15 May 2011

Responding to Christ’s unfailing, immeasurable love

The ruins of Saint Catherine’s Church ... the original parish church in Kenure (Photograph: Patrick Comerford)

Patrick Comerford

Sunday 15 May 2011, The Fourth Sunday of Easter:

Acts 2: 42-47; Psalm 23; I Peter 2: 19-25; John 10: 1-10.

9.30: Kenure Church, Rush, Co Dublin, Holy Communion.

May I speak to you in the name of God, + Father, Son and Holy Spirit

I once saw a T-shirt with the slogan: “Three good reasons to be a teacher: June, July, August.”

However, it seems June, July and August are going to be busy months for those of us teaching at the Church of Ireland Theological Institute. There are student appraisals, courts of examiners, new courses and modules to prepare, timetables to agree on.

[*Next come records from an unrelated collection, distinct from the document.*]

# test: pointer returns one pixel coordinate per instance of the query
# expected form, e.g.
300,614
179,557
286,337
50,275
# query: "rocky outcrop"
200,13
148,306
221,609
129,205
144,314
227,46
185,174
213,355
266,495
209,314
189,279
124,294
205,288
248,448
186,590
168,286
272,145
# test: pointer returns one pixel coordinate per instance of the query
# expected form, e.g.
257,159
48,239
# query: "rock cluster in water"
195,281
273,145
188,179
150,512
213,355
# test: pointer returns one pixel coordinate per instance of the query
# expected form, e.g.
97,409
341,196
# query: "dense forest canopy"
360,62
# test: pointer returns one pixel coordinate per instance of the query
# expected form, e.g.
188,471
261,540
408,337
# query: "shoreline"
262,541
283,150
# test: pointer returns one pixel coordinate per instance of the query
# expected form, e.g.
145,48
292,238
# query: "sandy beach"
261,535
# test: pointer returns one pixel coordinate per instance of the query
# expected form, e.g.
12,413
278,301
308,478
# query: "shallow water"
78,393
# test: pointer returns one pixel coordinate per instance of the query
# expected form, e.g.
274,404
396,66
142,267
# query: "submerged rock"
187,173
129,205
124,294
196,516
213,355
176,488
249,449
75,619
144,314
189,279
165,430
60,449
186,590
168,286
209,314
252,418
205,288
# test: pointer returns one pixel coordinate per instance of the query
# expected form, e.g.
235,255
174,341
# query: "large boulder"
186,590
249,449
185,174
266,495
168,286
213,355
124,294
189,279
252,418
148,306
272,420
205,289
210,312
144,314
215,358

And then there is a series of ordinations of students as deacons and priests in the Church of God from this month right through to September.

The students who are being ordained in the coming weeks have worked on a variety of major projects with immediate relevance and sowing a deep pastoral sensitivity to the needs of the church, the needs of parishioners, and the needs of the world.

They are an outstanding group of students, and they will be a blessing to the parishes they work in. And I imagine as they sit in church this morning, all our ordinands will warm to our Gospel reading, as they think about Christ showing us the model of pastoral care as the Good Shepherd.

The image of the Good Shepherd is one of the most popular images in stained-glass windows in our churches, surpassed in popularity only by the Crucifixion or the Last Supper.

But sometimes I have problems with our cosy, comfortable image of the Good Shepherd. Christ is so often portrayed in clean, spick-and-span, neatly tailored, nicely dry-cleaned, red and white robes, complete with a golden clasp to hold all those robes together.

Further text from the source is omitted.